Sementara itu Om Bima, diam saja menatap Yogi anaknya. Suasana menjadi canggung, aku ingin sekali menghentikan waktu, lalu berlari pulang menuju rumah.

"Tante, om. Saya tidak mau Yogi menjadi anak durhaka. Apalagi sama tante yang adalah ibunya. Dan saya tahu ini keputusan yang berat, sangat berat. Ditambah, Yogi juga anak pertama, kakaknya Mitha dan Niko. Saya tidak mau, hanya gara-gara saya, keluarga tante dan om jadi berpecah. Saya, memilih untuk mundur."

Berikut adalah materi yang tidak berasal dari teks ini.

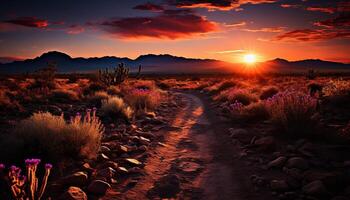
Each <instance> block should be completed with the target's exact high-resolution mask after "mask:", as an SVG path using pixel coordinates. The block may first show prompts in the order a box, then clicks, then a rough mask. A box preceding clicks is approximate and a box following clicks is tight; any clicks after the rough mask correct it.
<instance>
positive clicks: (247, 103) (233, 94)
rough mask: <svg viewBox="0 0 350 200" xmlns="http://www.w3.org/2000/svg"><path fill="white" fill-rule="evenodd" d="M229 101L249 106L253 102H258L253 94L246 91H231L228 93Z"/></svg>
mask: <svg viewBox="0 0 350 200" xmlns="http://www.w3.org/2000/svg"><path fill="white" fill-rule="evenodd" d="M227 100H228V101H229V102H236V101H238V102H240V103H242V104H243V105H245V106H246V105H249V104H250V103H252V102H256V101H257V99H256V97H255V96H253V95H252V94H250V93H248V91H246V90H236V89H235V90H230V91H229V92H228V93H227Z"/></svg>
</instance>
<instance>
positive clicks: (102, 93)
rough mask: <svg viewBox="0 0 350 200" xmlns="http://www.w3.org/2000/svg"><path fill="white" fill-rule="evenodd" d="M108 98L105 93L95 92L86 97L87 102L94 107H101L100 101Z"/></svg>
mask: <svg viewBox="0 0 350 200" xmlns="http://www.w3.org/2000/svg"><path fill="white" fill-rule="evenodd" d="M109 97H110V96H109V95H108V94H107V92H104V91H97V92H95V94H93V95H91V96H89V97H88V101H89V103H90V104H93V105H95V106H101V104H102V100H105V99H108V98H109Z"/></svg>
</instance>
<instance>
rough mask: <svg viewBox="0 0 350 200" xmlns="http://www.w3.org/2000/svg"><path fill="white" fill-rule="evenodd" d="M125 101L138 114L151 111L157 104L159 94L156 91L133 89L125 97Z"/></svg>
mask: <svg viewBox="0 0 350 200" xmlns="http://www.w3.org/2000/svg"><path fill="white" fill-rule="evenodd" d="M126 99H127V101H128V102H129V103H130V105H131V106H132V107H133V108H134V109H135V110H136V111H138V112H145V111H149V110H153V109H154V108H156V107H157V105H158V104H159V101H160V99H161V94H160V92H159V91H158V90H156V89H147V88H144V89H142V88H138V89H133V90H131V91H130V92H129V94H127V95H126Z"/></svg>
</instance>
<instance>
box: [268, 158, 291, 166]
mask: <svg viewBox="0 0 350 200" xmlns="http://www.w3.org/2000/svg"><path fill="white" fill-rule="evenodd" d="M286 161H287V158H286V157H284V156H280V157H278V158H276V159H275V160H273V161H271V162H269V163H268V164H267V166H268V167H269V168H272V167H277V168H280V167H282V166H283V165H284V163H285V162H286Z"/></svg>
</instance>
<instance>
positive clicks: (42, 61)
mask: <svg viewBox="0 0 350 200" xmlns="http://www.w3.org/2000/svg"><path fill="white" fill-rule="evenodd" d="M47 63H55V64H57V68H58V71H59V72H60V73H73V72H76V73H83V72H91V71H96V70H98V69H103V68H110V67H114V66H117V64H118V63H125V64H126V66H128V67H129V68H130V70H131V71H135V70H137V68H138V66H139V65H141V66H142V71H143V72H145V73H211V72H216V73H218V72H222V73H225V72H233V71H239V70H241V69H242V67H244V64H233V63H228V62H224V61H219V60H214V59H195V58H185V57H177V56H172V55H169V54H161V55H154V54H147V55H141V56H139V57H138V58H136V59H130V58H126V57H115V56H105V57H99V58H98V57H93V58H82V57H78V58H72V57H71V56H69V55H67V54H65V53H62V52H58V51H50V52H47V53H44V54H42V55H41V56H39V57H36V58H34V59H27V60H21V61H13V62H10V63H2V64H1V63H0V73H6V74H14V73H27V72H33V71H35V70H38V69H40V68H43V67H45V66H47ZM256 65H264V66H266V69H269V70H272V71H291V70H292V71H294V70H297V71H298V70H299V71H300V70H306V69H310V68H312V69H315V70H346V71H347V70H350V64H344V63H338V62H330V61H323V60H319V59H309V60H301V61H287V60H285V59H281V58H277V59H274V60H270V61H266V62H263V63H257V64H256Z"/></svg>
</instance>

Seperti kaca yang pecah berhamburan, dadaku sesak. Namun aku harus tegar dan menahan air mata, yang ingin sekali tumpah ruah ke pipi. Aku menatap ke wajah kekasihku itu, wajahnya lesuh dan matanya sembab. Aku tak kuasa melihat kesedihan di wajahnya, ingin sekali kupeluk dan biarkan dia menangis di bahuku

"Yogi," kataku kuat sambil tersenyum. Tak ada satupun air mata yang menetes di pipiku.
"Kita tidak bisa memaksakan kehendak. Apapun yang terjadi, ini semua sudah takdir. Jika Tuhan rela menyatukan kita. Kita akan di persatukan. Berserah diri, pasrah, dan ikhlas. Aku gak mau kamu jadi anak durhaka karena aku. Kami harus patuh dengan orang tua kamu. Maaf, mungkin memang aku bukan yang terbaik untuk kamu. Tapi, aku tetap menyayangi kamu."

Semakin sakit di dada, aku ingin sekali menjambak hijabku.

"Ya Allah!!! Ya Rab!!!" Aku menangis di bawah hujan.

Aku melepas cincin pemberian Yogi. Lalu menaruhnya di tangannya, sembari berkata, "Aku sayang kamu." Lalu menetes satu air mata di pipi kiriku. Kembali menghadap orang tua Yogi. Dan aku pamit untuk pulang.

Yogi sempat memaksa untuk mengantarku pulang, tapi aku menolaknya. Jarak rumah orang tua Yogi dan rumahku jauh. Antara Bekasi dan Depok. Aku keluar dari rumahnya, dan pamit.

Berjalan setengah sempoyong, menahan sesak yang amat kuat. Menahan air mata yang ingin tumpah ke pipi, aku tidak ingin menangis di jalanan. Karena ini bukan cerita sinetron atau ftv.

Hingga jalan besar, aku berjalan menuju stasiun terdekat. Saat duduk di kereta, waktu itu pukul 7 malam. Kereta lumayan sepi. Aku menangis sambil menundukan wajah, untung saja aku sempat membeli masker di stasiun tadi.

Sampai stasiun Depok, kurang lebih jam 11 malam. Aku memesan ojek online agar lebih cepat sampai. Saat ingin memesan, aku melihat banyak pesan masuk dari Yogi. Ternyata, dia mengejarku hingga stasiun. Namun karena aku berjalan terburu-buru, jadi dia tidak sampai menemuiku. Banyak SMS dan telfon masuk darinya, "Ah, sudahlah. Aku balas besok saja," gumamku.